— Зато я вижу их насквозь, — медленно и стыло проговорила Катя. — Знаешь, кто они?
— Кто?
— Двуликие Янусы. Лжецы.
Меня передернуло от этих слов.
— Ну… Это ты зря, — сказал я. — Конечно, не всегда они правы, но все же…
— Да я не об этом, — Катя резко поднялась со стула, — я о модус вивенди.
— О чем?
— Об образе жизни. Понимаешь… это мы сами и все, что нас окружает. Все, все, все, доходит?
— Ну, в общем-то, да…
— Вот слушай. Когда и ты и я были маленькими, все нам было ясно, просто и понятно. Родители, которые тебя любят, которые в любую минуту могут спасти, уберечь, приласкать, объяснить, направить, казались нам людьми без недостатков… О, у меня такая мама! О, у меня такой папа! Ну и все, конечно, в превосходных степенях. Я не знаю, как ты, но я росла всегда с ощущением, что мне нечего в этом мире бояться, потому что рядом мои родители. Вот так надо жить, как они! Маме рукоплещет весь зал, тысячи людей, ей преподносят цветы за пение, она милая, грустная, усталая… Я жалела ее, старалась как-то помочь, чтобы она чувствовала, понимала: рядом растет ее дочь, которая в ней души не чает. И отец! О, я знала, что он спасает людей от смерти. Я просто боготворила его. Я верила, что никогда не умру, в отличие от других, потому что у меня папа — врач. Он никогда не даст мне умереть — ну, как это обычно бывает в детстве: мечты, фантазии. Когда они были рядом, у меня кружилась голова от счастья. Как хорошо, как здорово, что у меня такие мама и папа, лучшие из лучших! Их все любят и ценят. И больше всех их люблю я!

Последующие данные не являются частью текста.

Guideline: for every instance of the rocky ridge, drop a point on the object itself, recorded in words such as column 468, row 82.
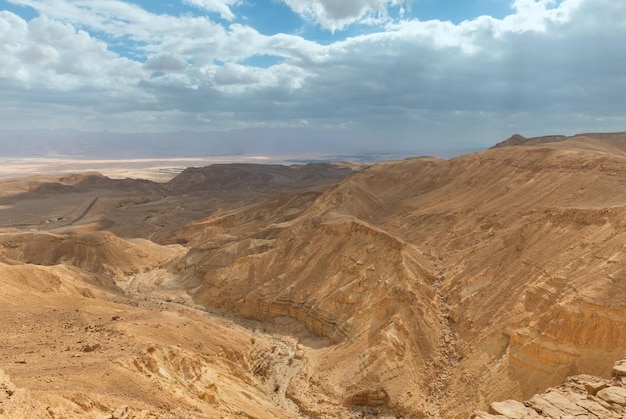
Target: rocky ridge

— Но так у всех, наверное… — тихо вставил я, когда она на миг замолчала и как-то обессиленно опустилась на стул.
— Ты ошибаешься, Антон, — она захлопнула тетрадь и посмотрела на икону, которая когда-то понравилась Авдееву: Богоматерь с младенцем. — Святая простота… Что значит — любить? Это значит — обманывать себя… Мы любим невидимку, Антон, а не реального человека. Я думала, мне не будет страшно, когда я стану взрослой, потому что у меня такие хорошие родители: они передо мной как на ладони и я перед ними как на ладони. Я ведь тоже вращаюсь в их вселенной, я тоже занимаю не последнее место в их образе жизни. Я буду всегда с ними — вот что меня поддерживало, вот что меня утешало. Мы всегда будем вместе. Ну, как в той песне: «Ты, я, он, она — вместе дружная семья!..»
Катя снова прервала свой монолог, и страдальческая, болезненная улыбка прошла пустынной странницей по ее лицу.
— И вот… мне страшно. Я — одна, Антон. Я не знаю, что мне делать. Это как в школьном хоре. Поешь ты со всеми вместе — в хоре, — и хорошо и покойно живется, потому что ты не сможешь ошибиться, рядом стоящие тебе не дадут. Хорошо всю жизнь петь в хоре! Но приходит пора, когда ты должна солировать. Здесь уже тебе никто не поможет, ты одна перед всем залом, перед всем миром… А ты боишься, боишься, потому что тебя не обучали методике сольного пения… Вот так сразу взяли и вытолкнули из общего ряда. Пой, как знаешь…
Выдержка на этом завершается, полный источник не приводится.